Companies that handle cryptocurrencies such as bitcoin and those that provide services to them have struggled to maintain relationships with mainstream banks because of their perceived links to money laundering and other forms of criminal activity.
However, DAG Global, a London-based start-up established in 2018, said it would resubmit its application for a banking licence next month with a view to providing bank accounts for crypto businesses from 2021.
“It’s a lack of understanding and reputation risk that has kept others away — we think it can be a cleaner sector [than mainstream finance],” said Sean Kiernan, chief executive.
He said that since the bank submitted a first application last May it had had several rounds of “constructive dialogue” with UK regulators, the Prudential Regulation Authority and Financial Conduct Authority. “Thus far, the regulators have not raised any red flags,” he added.
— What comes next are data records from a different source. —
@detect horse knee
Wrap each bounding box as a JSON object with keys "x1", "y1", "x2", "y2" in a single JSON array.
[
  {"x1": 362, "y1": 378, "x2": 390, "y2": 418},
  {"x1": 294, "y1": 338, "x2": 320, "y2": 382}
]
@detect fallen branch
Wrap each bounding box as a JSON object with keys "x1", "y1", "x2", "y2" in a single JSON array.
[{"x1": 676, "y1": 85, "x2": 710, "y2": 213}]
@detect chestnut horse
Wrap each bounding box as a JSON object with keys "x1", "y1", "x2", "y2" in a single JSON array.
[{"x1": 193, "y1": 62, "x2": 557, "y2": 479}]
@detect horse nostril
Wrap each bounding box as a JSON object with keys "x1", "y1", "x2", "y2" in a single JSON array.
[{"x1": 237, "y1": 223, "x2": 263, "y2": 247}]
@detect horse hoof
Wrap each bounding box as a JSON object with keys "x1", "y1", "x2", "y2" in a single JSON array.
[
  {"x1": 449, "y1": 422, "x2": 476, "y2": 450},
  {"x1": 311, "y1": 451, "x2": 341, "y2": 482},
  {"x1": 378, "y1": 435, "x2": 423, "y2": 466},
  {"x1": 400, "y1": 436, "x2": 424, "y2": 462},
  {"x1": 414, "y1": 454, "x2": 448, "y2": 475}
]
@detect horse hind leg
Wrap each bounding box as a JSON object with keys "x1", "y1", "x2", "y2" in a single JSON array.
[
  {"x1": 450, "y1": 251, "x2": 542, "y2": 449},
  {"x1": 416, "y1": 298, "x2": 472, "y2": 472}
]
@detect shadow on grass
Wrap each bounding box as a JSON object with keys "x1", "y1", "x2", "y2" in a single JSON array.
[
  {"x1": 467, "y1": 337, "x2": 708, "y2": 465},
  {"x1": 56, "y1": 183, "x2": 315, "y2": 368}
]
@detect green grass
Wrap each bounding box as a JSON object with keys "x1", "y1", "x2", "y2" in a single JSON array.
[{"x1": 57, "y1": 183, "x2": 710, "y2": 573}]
DAG’s efforts to secure a licence have taken longer than it initially hoped. The company previously aimed to launch in 2019, but it is one of several would-be banks that have run into delays over the past year as regulators have increased scrutiny of challenger banks’ business models.
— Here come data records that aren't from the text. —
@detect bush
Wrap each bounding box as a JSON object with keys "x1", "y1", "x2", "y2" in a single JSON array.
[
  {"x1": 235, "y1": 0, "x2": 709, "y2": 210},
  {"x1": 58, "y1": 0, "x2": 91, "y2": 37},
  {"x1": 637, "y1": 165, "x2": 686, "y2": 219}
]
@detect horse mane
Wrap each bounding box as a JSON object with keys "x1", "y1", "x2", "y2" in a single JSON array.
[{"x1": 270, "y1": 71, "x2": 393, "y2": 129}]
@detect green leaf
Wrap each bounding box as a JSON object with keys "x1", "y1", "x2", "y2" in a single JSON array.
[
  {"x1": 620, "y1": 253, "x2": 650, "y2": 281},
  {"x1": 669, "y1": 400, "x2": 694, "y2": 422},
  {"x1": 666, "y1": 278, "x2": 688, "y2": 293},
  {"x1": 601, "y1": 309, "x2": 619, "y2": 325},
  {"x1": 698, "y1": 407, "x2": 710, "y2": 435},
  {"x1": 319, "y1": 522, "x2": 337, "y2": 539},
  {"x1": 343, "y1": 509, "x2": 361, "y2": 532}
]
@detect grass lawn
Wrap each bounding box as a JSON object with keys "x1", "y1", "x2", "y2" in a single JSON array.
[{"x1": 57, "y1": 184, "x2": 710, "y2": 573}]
The FCA and PRA said they did not comment on individual companies. Both regulators have previously warned about the risks associated with cryptocurrency businesses, but neither has actively discouraged banks from providing services to them.
The PRA in 2018 reminded banks to maintain “effective risk strategies” and “act in a prudent manner” with regards to cryptoassets, raising concerns about their volatility and the risk that they could be used for money laundering and financing terrorism.
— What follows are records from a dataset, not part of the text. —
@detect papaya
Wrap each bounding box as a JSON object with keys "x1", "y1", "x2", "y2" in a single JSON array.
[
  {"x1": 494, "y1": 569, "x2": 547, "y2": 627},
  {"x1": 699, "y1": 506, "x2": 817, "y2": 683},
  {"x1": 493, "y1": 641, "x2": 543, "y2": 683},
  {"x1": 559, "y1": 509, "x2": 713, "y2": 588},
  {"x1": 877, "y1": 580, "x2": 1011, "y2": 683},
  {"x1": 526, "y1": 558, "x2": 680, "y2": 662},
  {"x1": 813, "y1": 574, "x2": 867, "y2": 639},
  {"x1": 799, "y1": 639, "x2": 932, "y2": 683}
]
The FCA, which last month took over responsibility for supervising anti-money laundering and counter-terrorist financing risks in crypto asset businesses, has also highlighted the need for strong measures to avoid cryptocurrency-related criminality.
However, its guidance says that “there should be relatively few cases where it is necessary to decline business relationships solely because of anti-money laundering requirements”.
Even established businesses like Coinbase, which operates one of the largest cryptocurrency exchanges and is backed by well-known investors such as Andreessen Horowitz, have struggled to establish banking relationships in the UK.
Coinbase opened a bank account with Barclays in 2018 after a long process to reassure the bank about its anti-money laundering systems, but Barclays stopped serving the company last year.
British cryptocurrency businesses have instead turned to foreign banks such as California-based Silvergate Bank, which was founded in 1988. Silvergate, which used to focus on small businesses in San Diego, has grown rapidly since switching to serve cryptocurrency businesses and listed on the New York Stock Exchange with a $300m valuation late last year.
Stephanie Ramezan, chief commercial officer at DAG, said: “We’re being approached on a daily basis by corporates in the space because people are fed up with what they’re faced with to meet basic business banking needs at the moment.”